Clavo el puñal justo en el esternón de Axel, está quieto ya que se encuentra en estado de shock, cuando siento el hueso en la punta de acero, dejo de empujar y corto hacia abajo. Su dolor es inenarrable y me alimento con ello. Cuando llego al ombligo, acabo mi obra haciendo una línea horizontal cruzando la vertical: una cruz invertida para que Dios se joda.

La Dama Oscura capta la idea y en poco menos de diez minutos, hemos marcado a los once niños. Serán nuestros involuntarios apóstoles del dolor.

El temor que han vivido, los convertirá en perros salvajes y antes de que cumplan los dieciséis años, ya habrá matado cada uno a más de treinta personas. Todos salvo Paco de nueve años que morirá dentro de dos días por la infección de la herida (es débil). Y Salvador de ocho años, al que he destripado y dejado sus pulmones colgando como mantos de carne rosada en su torso.

Ningún primate de mierda tiene derecho a maltratar a los niños o esclavizarlos, y si lo hacen es porque me aburre hacer siempre lo mismo. Tengo otras cosas que hacer.

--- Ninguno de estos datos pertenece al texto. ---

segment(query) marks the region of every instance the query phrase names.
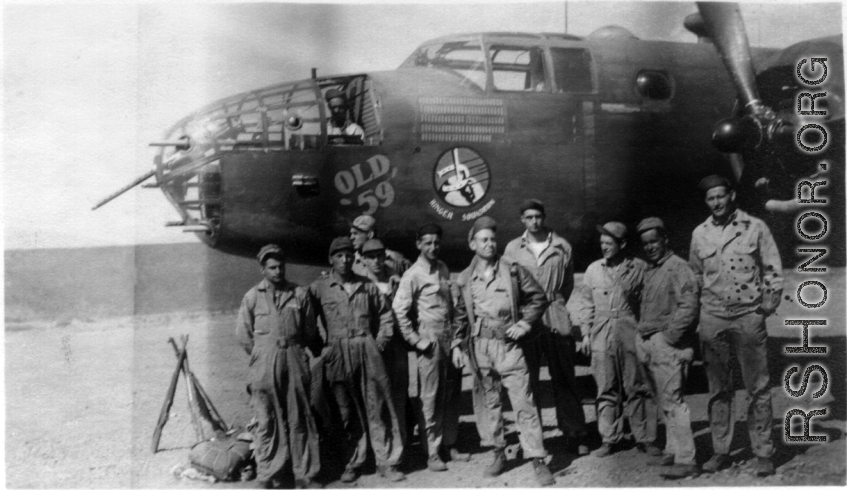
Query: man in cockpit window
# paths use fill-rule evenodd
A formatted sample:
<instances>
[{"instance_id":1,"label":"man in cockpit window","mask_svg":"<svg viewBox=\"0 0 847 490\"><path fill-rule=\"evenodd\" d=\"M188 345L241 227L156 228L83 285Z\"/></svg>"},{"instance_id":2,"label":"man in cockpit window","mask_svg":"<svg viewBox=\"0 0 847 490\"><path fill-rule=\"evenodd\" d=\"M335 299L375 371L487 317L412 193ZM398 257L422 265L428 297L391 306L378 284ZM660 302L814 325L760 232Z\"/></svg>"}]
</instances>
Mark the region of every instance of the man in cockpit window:
<instances>
[{"instance_id":1,"label":"man in cockpit window","mask_svg":"<svg viewBox=\"0 0 847 490\"><path fill-rule=\"evenodd\" d=\"M364 139L365 130L349 117L347 96L344 95L344 92L331 88L326 91L324 98L326 98L326 104L329 106L330 112L326 133L330 136L358 136Z\"/></svg>"}]
</instances>

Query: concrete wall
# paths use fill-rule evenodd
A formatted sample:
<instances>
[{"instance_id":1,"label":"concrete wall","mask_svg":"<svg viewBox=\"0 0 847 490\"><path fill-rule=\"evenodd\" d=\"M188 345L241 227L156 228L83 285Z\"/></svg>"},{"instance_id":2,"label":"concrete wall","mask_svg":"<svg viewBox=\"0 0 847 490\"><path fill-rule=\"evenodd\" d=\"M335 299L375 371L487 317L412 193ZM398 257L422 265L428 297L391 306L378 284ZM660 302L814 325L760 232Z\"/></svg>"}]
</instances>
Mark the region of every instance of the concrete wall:
<instances>
[{"instance_id":1,"label":"concrete wall","mask_svg":"<svg viewBox=\"0 0 847 490\"><path fill-rule=\"evenodd\" d=\"M7 250L7 320L228 311L261 280L255 260L197 243ZM289 265L308 284L319 268Z\"/></svg>"}]
</instances>

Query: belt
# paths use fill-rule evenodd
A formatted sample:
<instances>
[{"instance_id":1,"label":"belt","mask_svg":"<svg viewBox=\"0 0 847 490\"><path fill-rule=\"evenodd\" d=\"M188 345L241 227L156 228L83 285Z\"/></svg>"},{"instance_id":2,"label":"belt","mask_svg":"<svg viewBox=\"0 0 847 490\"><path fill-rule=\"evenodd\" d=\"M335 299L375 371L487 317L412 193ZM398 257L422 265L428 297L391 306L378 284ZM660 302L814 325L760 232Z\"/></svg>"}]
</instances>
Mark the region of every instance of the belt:
<instances>
[{"instance_id":1,"label":"belt","mask_svg":"<svg viewBox=\"0 0 847 490\"><path fill-rule=\"evenodd\" d=\"M483 318L479 319L480 328L494 329L494 328L500 328L500 327L507 327L511 324L512 324L512 322L510 322L510 321L500 320L500 319L495 319L495 318L485 318L485 317L483 317Z\"/></svg>"},{"instance_id":2,"label":"belt","mask_svg":"<svg viewBox=\"0 0 847 490\"><path fill-rule=\"evenodd\" d=\"M479 329L479 337L483 339L498 339L506 340L505 328L481 328Z\"/></svg>"},{"instance_id":3,"label":"belt","mask_svg":"<svg viewBox=\"0 0 847 490\"><path fill-rule=\"evenodd\" d=\"M352 339L355 337L367 337L370 334L364 330L350 330L344 329L341 331L335 331L329 334L330 340L338 340L338 339Z\"/></svg>"},{"instance_id":4,"label":"belt","mask_svg":"<svg viewBox=\"0 0 847 490\"><path fill-rule=\"evenodd\" d=\"M257 342L261 345L271 345L276 346L280 349L285 349L286 347L293 345L301 345L299 339L267 339L264 342Z\"/></svg>"},{"instance_id":5,"label":"belt","mask_svg":"<svg viewBox=\"0 0 847 490\"><path fill-rule=\"evenodd\" d=\"M495 320L492 318L480 318L479 320L479 337L483 339L499 339L506 340L506 330L509 329L511 322L505 320Z\"/></svg>"}]
</instances>

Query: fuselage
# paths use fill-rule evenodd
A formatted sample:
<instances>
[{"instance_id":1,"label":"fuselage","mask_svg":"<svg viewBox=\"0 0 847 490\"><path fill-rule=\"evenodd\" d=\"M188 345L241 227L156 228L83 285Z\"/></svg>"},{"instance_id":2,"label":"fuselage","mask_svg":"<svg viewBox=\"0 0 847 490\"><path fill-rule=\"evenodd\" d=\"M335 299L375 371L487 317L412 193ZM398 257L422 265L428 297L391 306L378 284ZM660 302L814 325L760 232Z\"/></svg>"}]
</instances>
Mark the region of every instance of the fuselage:
<instances>
[{"instance_id":1,"label":"fuselage","mask_svg":"<svg viewBox=\"0 0 847 490\"><path fill-rule=\"evenodd\" d=\"M754 62L775 53L754 50ZM361 141L329 134L333 88ZM660 216L675 248L687 246L708 213L697 182L729 172L710 138L734 101L710 44L614 30L450 36L394 71L215 102L172 128L168 138L191 147L165 150L157 178L179 224L230 253L276 242L293 260L325 263L332 238L368 213L408 254L420 225L440 224L443 256L460 266L473 220L497 219L502 250L523 232L520 202L537 198L584 265L599 254L595 224L613 219Z\"/></svg>"}]
</instances>

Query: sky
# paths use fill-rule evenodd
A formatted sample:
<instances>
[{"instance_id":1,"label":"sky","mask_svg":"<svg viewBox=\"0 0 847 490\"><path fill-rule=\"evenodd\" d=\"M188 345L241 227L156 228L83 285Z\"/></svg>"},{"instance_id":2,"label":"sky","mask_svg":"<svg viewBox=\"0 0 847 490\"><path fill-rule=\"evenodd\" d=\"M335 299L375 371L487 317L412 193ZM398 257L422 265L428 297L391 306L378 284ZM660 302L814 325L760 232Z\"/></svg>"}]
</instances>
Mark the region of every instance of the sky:
<instances>
[{"instance_id":1,"label":"sky","mask_svg":"<svg viewBox=\"0 0 847 490\"><path fill-rule=\"evenodd\" d=\"M567 15L566 15L567 11ZM396 68L423 41L476 31L588 35L616 24L694 42L692 2L430 4L6 2L5 249L191 242L157 189L101 198L152 168L177 120L218 98L310 76ZM837 34L828 4L742 4L754 46ZM567 17L567 18L566 18ZM152 181L152 179L151 179Z\"/></svg>"}]
</instances>

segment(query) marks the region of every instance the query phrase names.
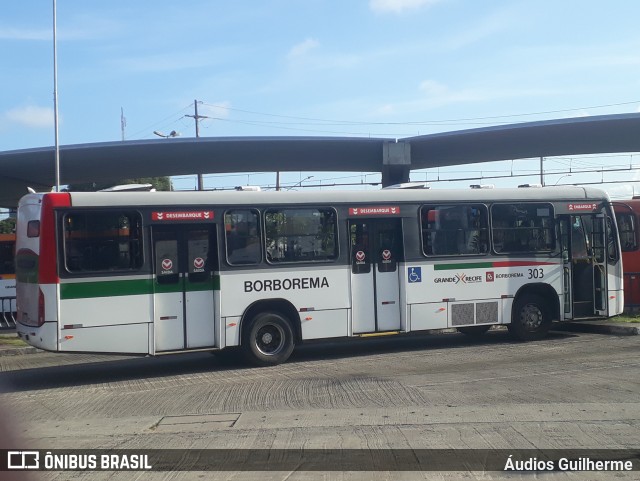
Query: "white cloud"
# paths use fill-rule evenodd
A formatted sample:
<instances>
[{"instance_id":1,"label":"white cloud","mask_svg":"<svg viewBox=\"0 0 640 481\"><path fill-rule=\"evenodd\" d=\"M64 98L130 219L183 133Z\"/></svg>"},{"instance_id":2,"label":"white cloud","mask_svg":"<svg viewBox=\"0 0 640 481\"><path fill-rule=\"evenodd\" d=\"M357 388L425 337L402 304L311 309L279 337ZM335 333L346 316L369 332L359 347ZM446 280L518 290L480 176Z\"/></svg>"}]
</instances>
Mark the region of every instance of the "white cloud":
<instances>
[{"instance_id":1,"label":"white cloud","mask_svg":"<svg viewBox=\"0 0 640 481\"><path fill-rule=\"evenodd\" d=\"M52 35L51 29L0 27L0 40L51 40Z\"/></svg>"},{"instance_id":2,"label":"white cloud","mask_svg":"<svg viewBox=\"0 0 640 481\"><path fill-rule=\"evenodd\" d=\"M369 8L376 13L402 13L406 10L430 7L441 1L442 0L370 0Z\"/></svg>"},{"instance_id":3,"label":"white cloud","mask_svg":"<svg viewBox=\"0 0 640 481\"><path fill-rule=\"evenodd\" d=\"M425 80L420 84L420 90L427 94L429 97L436 97L445 95L449 89L435 80Z\"/></svg>"},{"instance_id":4,"label":"white cloud","mask_svg":"<svg viewBox=\"0 0 640 481\"><path fill-rule=\"evenodd\" d=\"M122 30L115 21L101 16L75 15L71 19L58 22L56 36L58 41L82 41L113 37ZM37 40L51 42L53 27L42 28L15 27L0 24L0 40Z\"/></svg>"},{"instance_id":5,"label":"white cloud","mask_svg":"<svg viewBox=\"0 0 640 481\"><path fill-rule=\"evenodd\" d=\"M318 48L319 46L320 42L318 42L315 38L307 38L304 40L304 42L294 45L291 50L289 50L287 58L289 60L293 60L296 58L304 57L311 50Z\"/></svg>"},{"instance_id":6,"label":"white cloud","mask_svg":"<svg viewBox=\"0 0 640 481\"><path fill-rule=\"evenodd\" d=\"M240 50L234 47L225 46L192 50L190 52L170 51L137 57L119 57L108 62L113 68L127 72L171 72L220 65L234 56L241 55L241 53Z\"/></svg>"},{"instance_id":7,"label":"white cloud","mask_svg":"<svg viewBox=\"0 0 640 481\"><path fill-rule=\"evenodd\" d=\"M444 39L443 46L451 50L456 50L491 38L497 34L517 31L522 25L522 17L523 14L513 6L496 10L487 16L478 18L472 26L458 31L452 37Z\"/></svg>"},{"instance_id":8,"label":"white cloud","mask_svg":"<svg viewBox=\"0 0 640 481\"><path fill-rule=\"evenodd\" d=\"M4 114L10 123L17 123L30 128L43 128L53 126L53 109L49 107L17 107Z\"/></svg>"}]
</instances>

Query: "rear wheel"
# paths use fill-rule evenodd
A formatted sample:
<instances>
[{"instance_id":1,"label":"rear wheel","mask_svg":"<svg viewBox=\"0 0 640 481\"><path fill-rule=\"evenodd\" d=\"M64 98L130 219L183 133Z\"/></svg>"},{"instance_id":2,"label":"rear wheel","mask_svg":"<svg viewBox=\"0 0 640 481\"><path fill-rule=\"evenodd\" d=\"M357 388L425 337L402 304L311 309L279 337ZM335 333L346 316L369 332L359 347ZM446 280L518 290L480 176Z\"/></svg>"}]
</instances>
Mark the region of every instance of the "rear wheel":
<instances>
[{"instance_id":1,"label":"rear wheel","mask_svg":"<svg viewBox=\"0 0 640 481\"><path fill-rule=\"evenodd\" d=\"M458 331L460 331L465 336L481 337L489 329L491 329L490 325L487 325L487 326L467 326L467 327L459 327Z\"/></svg>"},{"instance_id":2,"label":"rear wheel","mask_svg":"<svg viewBox=\"0 0 640 481\"><path fill-rule=\"evenodd\" d=\"M513 304L509 332L521 341L536 341L547 335L551 327L551 310L545 298L523 294Z\"/></svg>"},{"instance_id":3,"label":"rear wheel","mask_svg":"<svg viewBox=\"0 0 640 481\"><path fill-rule=\"evenodd\" d=\"M242 349L245 358L256 366L275 366L293 352L293 330L279 312L256 315L244 330Z\"/></svg>"}]
</instances>

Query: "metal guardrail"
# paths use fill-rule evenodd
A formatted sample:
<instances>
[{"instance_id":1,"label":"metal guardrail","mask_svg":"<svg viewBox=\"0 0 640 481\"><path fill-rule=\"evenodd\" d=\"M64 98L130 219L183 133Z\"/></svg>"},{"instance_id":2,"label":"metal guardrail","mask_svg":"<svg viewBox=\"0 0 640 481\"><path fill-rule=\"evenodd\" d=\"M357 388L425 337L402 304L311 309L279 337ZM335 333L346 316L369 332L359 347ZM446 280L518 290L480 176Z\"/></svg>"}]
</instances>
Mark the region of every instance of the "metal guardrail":
<instances>
[{"instance_id":1,"label":"metal guardrail","mask_svg":"<svg viewBox=\"0 0 640 481\"><path fill-rule=\"evenodd\" d=\"M0 297L2 311L0 311L0 329L15 329L16 327L16 297Z\"/></svg>"}]
</instances>

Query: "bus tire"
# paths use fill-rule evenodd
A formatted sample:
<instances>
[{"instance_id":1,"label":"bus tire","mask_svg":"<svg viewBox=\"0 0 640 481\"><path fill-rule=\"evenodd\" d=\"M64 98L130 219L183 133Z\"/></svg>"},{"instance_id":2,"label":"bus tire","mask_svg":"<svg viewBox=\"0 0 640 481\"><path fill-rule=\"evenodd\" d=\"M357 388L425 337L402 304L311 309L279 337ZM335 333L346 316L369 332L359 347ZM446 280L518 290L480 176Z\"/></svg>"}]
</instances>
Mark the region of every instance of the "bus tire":
<instances>
[{"instance_id":1,"label":"bus tire","mask_svg":"<svg viewBox=\"0 0 640 481\"><path fill-rule=\"evenodd\" d=\"M513 303L511 324L507 327L520 341L544 338L551 327L551 310L545 298L537 294L523 294Z\"/></svg>"},{"instance_id":2,"label":"bus tire","mask_svg":"<svg viewBox=\"0 0 640 481\"><path fill-rule=\"evenodd\" d=\"M256 366L275 366L293 352L293 329L279 312L257 314L244 330L242 347L245 359Z\"/></svg>"},{"instance_id":3,"label":"bus tire","mask_svg":"<svg viewBox=\"0 0 640 481\"><path fill-rule=\"evenodd\" d=\"M466 327L459 327L458 331L461 332L462 334L464 334L465 336L469 336L469 337L475 338L475 337L481 337L489 329L491 329L491 325L466 326Z\"/></svg>"}]
</instances>

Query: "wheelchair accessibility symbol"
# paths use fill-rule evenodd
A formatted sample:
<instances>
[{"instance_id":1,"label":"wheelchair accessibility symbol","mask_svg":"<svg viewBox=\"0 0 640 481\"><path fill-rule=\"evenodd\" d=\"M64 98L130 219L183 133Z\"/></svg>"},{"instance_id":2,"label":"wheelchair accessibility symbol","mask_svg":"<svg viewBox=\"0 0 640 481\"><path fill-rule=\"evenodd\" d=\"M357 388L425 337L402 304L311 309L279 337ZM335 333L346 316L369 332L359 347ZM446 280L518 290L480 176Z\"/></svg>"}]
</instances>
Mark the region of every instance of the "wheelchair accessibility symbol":
<instances>
[{"instance_id":1,"label":"wheelchair accessibility symbol","mask_svg":"<svg viewBox=\"0 0 640 481\"><path fill-rule=\"evenodd\" d=\"M408 267L407 277L409 278L409 284L422 282L422 267Z\"/></svg>"}]
</instances>

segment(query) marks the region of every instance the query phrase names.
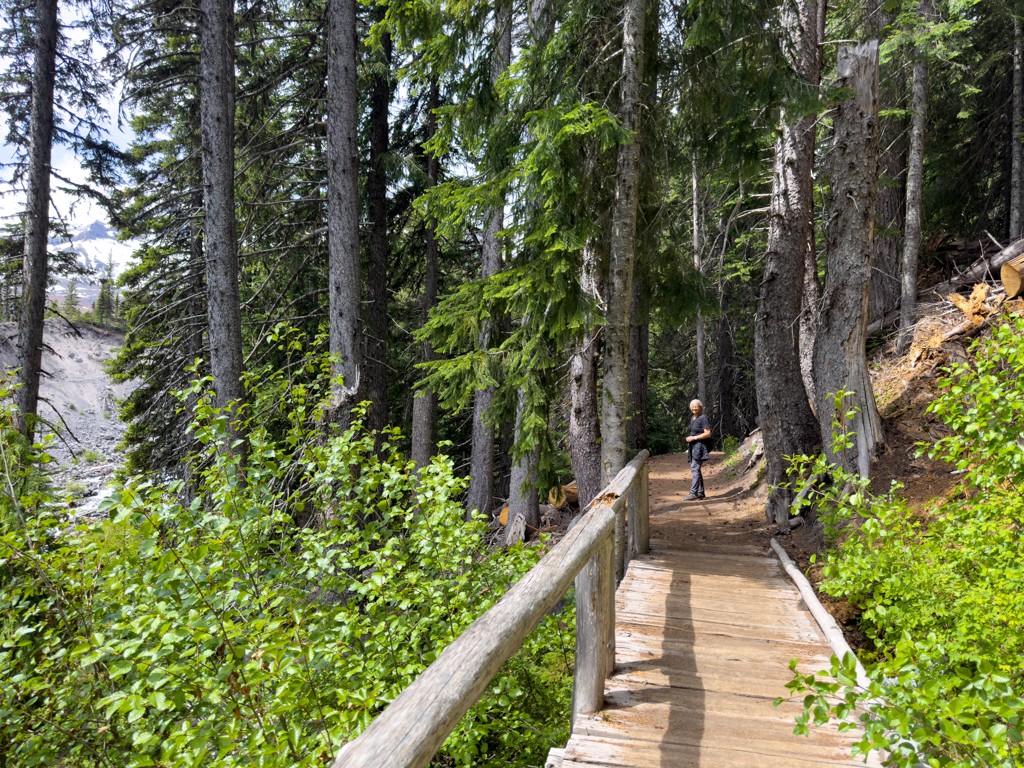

Niños pobres… Los habéis creado vosotros, los mantenéis; pero sois tan putrefactos en vuestra maldita hipocresía, tan cobardes, que jamás erradicaréis la miseria infantil.

Y yo mataré todo lo que se mueva, mataré todo lo que sea grande o pequeño, infantil o viejo. Embarazadas y vírgenes.

Mi Dama Oscura se arrodilla y saca mi miembro aún empapado en semen, bajo los pulmones de Salvadorcito que gotean sangre en nuestras ropas, ante las miradas ya casi desfallecidas de los pequeños.

Mi semen resbala de su boca por el cuello y yo relincho como el mejor de los sementales andaluces.

No existe la virgen, pequeños. Ni Dios os ayudará.

Subimos al Aston Martin y pasamos por encima de los cadáveres de los policías.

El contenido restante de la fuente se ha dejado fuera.